– O senhor não tem o direito de fazer uma pergunta dessas! – ele gritou. – O que isso tem a ver com o caso que o senhor está investigando?
– Vou repetir a pergunta.
– Recuso-me a responder.
– O senhor pode se recusar a responder, mas deve saber que sua recusa já é uma resposta, pois o senhor não se recusaria a responder se não tivesse nada a esconder.
Barker ficou imóvel por um momento, com o rosto contraído, perdido em reflexões. Depois ergueu os olhos, sorrindo.
– Bem, acho que os senhores estão fazendo apenas seu serviço, afinal de contas, e não tenho o direito de dificultar as coisas. Só pediria que os senhores não preocupassem a sra. Douglas com esse assunto, pois tudo o que houve já é demais. Posso dizer-lhes que o pobre do Jack só tinha um defeito na vida, e esse defeito era o ciúme. Ele gostava muito de mim – ninguém poderia gostar mais de um amigo. E era dedicado à sua esposa. Ele gostava que eu viesse aqui e estava sempre mandando me chamar. Mesmo assim, se a esposa dele e eu conversássemos ou se ele notasse alguma simpatia entre nós, era dominado por uma onda de ciúme e perdia a cabeça, dizendo as piores coisas do mundo. Mais de uma vez eu jurei nunca mais vir aqui por este motivo, mas então ele me enviava cartas arrependidas, suplicantes, dizendo que eu precisava vir. Mas podem acreditar em mim, senhores, que nenhum homem jamais teve uma esposa mais adorável e fiel. E lhes digo também: nenhum amigo jamais foi mais leal do que eu.
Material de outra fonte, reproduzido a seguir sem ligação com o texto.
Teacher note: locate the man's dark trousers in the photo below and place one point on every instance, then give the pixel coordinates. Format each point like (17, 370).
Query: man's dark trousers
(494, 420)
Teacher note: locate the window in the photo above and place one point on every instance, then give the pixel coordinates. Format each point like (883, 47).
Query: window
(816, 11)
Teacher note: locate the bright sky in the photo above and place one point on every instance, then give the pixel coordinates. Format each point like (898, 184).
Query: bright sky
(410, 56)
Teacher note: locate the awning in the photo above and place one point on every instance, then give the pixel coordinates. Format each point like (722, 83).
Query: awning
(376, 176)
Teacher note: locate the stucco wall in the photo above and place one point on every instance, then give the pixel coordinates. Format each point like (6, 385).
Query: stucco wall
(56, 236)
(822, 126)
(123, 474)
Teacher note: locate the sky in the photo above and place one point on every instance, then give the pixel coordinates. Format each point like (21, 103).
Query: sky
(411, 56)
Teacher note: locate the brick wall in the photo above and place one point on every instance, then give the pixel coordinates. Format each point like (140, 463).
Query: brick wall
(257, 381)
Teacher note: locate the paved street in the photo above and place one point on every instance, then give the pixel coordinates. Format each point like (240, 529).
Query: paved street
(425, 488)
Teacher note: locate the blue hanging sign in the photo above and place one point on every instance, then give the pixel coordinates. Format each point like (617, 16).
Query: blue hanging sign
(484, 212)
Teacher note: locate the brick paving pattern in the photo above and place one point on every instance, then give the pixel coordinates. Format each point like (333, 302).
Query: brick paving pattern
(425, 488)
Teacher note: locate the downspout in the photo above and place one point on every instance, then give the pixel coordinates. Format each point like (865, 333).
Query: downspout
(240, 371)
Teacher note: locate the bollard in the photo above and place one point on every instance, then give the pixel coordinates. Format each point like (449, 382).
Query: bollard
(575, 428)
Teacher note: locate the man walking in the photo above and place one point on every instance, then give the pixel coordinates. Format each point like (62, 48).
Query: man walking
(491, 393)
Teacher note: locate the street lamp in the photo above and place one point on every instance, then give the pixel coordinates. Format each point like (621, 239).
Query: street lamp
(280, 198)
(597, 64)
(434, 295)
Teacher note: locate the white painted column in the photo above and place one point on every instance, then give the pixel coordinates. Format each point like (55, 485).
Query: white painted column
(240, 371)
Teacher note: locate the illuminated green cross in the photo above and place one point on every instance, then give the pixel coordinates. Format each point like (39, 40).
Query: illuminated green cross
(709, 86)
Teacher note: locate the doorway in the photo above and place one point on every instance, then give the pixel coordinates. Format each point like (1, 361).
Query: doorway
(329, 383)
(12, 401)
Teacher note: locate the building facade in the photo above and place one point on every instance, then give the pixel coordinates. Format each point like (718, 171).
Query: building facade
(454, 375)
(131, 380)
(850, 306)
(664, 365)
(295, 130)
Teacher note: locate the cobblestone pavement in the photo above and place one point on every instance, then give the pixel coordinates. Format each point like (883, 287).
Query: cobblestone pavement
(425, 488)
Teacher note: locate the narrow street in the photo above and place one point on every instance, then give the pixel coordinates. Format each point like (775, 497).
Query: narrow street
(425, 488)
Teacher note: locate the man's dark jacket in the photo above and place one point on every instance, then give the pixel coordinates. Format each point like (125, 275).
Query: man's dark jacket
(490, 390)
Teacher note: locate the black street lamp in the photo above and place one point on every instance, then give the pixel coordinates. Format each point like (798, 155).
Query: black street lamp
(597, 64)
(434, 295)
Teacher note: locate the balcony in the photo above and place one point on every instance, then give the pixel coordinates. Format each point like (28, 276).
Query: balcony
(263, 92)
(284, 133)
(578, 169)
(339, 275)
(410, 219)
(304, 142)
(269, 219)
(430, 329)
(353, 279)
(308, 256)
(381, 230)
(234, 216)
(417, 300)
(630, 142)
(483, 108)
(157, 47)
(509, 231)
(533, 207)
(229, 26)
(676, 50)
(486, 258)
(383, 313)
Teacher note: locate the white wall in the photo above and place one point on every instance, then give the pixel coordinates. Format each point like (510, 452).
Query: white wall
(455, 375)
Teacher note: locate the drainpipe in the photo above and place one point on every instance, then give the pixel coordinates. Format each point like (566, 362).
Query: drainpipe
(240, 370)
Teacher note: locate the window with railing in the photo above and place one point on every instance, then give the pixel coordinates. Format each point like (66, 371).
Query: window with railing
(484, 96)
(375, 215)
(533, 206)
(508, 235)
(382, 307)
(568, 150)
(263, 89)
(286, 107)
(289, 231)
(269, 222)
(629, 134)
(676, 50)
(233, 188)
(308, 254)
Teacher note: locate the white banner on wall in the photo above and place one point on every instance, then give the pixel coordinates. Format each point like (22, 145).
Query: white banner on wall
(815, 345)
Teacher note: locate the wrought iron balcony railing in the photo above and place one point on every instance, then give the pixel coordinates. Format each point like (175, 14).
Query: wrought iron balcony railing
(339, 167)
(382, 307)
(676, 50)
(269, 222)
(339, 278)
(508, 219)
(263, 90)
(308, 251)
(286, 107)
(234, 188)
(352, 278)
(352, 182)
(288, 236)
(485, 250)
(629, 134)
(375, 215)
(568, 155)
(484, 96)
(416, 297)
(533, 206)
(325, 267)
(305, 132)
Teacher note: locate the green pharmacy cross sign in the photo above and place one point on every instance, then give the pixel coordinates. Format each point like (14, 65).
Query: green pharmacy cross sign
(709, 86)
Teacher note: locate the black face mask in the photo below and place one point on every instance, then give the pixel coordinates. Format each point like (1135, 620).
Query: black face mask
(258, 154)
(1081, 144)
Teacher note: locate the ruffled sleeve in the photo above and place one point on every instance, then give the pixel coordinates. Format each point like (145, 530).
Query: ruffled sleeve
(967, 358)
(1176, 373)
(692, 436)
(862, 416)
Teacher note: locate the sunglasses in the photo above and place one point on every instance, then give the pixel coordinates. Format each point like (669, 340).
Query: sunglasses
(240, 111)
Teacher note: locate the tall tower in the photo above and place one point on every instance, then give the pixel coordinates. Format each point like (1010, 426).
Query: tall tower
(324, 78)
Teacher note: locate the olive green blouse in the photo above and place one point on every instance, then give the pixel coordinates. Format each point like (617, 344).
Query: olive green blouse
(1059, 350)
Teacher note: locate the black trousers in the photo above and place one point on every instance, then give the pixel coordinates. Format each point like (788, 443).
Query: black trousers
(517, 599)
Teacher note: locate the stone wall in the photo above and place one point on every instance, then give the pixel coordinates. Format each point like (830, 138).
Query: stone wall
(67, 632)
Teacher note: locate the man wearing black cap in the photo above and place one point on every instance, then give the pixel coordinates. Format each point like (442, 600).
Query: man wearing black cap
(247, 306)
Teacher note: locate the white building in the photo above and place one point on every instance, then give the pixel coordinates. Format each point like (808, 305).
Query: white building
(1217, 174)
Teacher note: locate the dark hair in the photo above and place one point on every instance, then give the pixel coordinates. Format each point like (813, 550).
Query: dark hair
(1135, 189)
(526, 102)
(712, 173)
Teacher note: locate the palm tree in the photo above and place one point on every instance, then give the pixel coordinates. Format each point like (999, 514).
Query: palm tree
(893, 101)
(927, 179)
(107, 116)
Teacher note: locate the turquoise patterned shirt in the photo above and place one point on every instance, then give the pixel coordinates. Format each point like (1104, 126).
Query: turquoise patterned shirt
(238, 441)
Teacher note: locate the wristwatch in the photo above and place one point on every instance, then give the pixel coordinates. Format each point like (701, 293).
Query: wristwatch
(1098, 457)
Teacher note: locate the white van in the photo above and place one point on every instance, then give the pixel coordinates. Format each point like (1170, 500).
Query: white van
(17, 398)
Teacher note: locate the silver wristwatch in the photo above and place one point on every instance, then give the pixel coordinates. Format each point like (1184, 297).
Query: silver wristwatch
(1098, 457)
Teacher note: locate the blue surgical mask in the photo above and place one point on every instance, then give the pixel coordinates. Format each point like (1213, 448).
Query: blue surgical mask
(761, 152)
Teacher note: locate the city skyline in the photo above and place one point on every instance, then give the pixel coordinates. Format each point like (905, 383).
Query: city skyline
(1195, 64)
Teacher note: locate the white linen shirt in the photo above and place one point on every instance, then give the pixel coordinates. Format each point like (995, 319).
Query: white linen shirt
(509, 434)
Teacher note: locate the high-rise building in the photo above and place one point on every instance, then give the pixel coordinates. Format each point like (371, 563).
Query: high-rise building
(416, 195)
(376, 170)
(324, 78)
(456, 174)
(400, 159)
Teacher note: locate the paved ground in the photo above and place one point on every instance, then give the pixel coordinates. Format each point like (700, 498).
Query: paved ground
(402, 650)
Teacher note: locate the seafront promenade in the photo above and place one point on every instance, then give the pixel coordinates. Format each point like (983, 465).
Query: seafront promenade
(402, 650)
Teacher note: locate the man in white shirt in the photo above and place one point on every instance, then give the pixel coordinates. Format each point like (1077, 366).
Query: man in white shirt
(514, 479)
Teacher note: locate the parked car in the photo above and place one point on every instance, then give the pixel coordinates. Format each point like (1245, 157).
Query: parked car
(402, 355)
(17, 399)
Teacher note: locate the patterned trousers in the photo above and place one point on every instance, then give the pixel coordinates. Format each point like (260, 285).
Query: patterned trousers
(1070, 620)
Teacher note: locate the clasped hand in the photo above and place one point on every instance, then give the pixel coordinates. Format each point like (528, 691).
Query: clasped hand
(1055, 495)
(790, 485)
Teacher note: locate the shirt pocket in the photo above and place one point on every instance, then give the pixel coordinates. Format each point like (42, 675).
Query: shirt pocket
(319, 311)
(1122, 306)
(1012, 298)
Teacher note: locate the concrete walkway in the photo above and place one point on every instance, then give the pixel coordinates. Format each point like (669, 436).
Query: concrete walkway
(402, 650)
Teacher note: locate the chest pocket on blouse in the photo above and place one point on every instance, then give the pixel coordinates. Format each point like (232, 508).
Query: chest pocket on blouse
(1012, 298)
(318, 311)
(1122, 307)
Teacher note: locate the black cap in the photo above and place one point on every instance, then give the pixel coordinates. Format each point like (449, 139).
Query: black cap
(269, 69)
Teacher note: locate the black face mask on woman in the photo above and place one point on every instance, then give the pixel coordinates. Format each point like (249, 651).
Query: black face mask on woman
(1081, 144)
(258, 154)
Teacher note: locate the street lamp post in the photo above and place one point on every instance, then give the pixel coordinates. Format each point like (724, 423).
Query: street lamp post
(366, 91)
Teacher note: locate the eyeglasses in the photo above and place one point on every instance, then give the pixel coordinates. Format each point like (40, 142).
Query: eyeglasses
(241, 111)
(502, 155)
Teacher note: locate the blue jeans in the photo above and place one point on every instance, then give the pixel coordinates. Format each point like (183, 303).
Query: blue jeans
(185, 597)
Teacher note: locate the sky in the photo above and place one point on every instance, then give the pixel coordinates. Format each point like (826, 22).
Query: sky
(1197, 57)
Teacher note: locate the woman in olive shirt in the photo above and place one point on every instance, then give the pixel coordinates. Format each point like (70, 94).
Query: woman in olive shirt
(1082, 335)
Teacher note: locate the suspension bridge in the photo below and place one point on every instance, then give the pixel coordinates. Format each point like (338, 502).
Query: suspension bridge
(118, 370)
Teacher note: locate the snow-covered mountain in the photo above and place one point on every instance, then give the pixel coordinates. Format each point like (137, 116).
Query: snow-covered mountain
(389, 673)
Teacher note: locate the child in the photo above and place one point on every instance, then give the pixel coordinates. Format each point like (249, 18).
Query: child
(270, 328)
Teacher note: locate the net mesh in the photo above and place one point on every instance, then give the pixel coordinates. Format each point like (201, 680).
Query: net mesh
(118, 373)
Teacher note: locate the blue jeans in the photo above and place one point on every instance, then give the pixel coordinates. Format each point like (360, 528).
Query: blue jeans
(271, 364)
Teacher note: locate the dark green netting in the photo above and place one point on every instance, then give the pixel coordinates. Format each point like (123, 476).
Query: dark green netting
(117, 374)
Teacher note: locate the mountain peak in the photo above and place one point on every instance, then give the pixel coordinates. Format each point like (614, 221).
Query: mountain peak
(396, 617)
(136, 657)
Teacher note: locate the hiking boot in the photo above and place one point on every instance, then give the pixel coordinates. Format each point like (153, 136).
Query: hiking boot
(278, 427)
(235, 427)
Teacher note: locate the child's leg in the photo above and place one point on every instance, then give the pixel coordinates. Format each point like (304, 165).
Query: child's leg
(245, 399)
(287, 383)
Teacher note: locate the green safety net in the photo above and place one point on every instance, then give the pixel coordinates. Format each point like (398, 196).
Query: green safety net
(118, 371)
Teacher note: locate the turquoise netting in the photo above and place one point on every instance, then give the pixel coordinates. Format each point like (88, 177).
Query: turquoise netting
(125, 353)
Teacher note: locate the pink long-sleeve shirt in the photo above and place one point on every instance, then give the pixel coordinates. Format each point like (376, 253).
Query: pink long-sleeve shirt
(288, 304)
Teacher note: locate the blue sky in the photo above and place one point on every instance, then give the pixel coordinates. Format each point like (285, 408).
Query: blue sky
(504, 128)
Isso foi dito de modo veemente e emocionado, mas mesmo assim o inspetor MacDonald não pôde encerrar o assunto.
– O senhor sabe – ele disse – que a aliança do morto foi tirada de seu dedo?
– É o que parece – disse Barker.
– O que o senhor quer dizer com “parece”? O senhor sabe que isso é um fato.
O homem pareceu confuso e hesitante.
– Quando eu disse “parece”, quis dizer que era possível que ele mesmo tivesse tirado a aliança.
– O simples fato de a aliança ter sumido, independentemente de quem a tirou do dedo, pode sugerir a qualquer um que o casamento e a tragédia têm ligação. Ou será que não?
Barker sacudiu seus ombros largos.
– Não posso afirmar o que isso sugere – ele respondeu. – Mas se o senhor quer dar a entender que isso poderia se refletir de algum modo no comportamento desta senhora – seus olhos chamejaram por um instante e depois, com um esforço evidente, ele controlou suas emoções – bem, o senhor está no caminho errado, é o que penso.
– Acho que não tenho mais nada para lhe perguntar, por enquanto – disse MacDonald em tom seco.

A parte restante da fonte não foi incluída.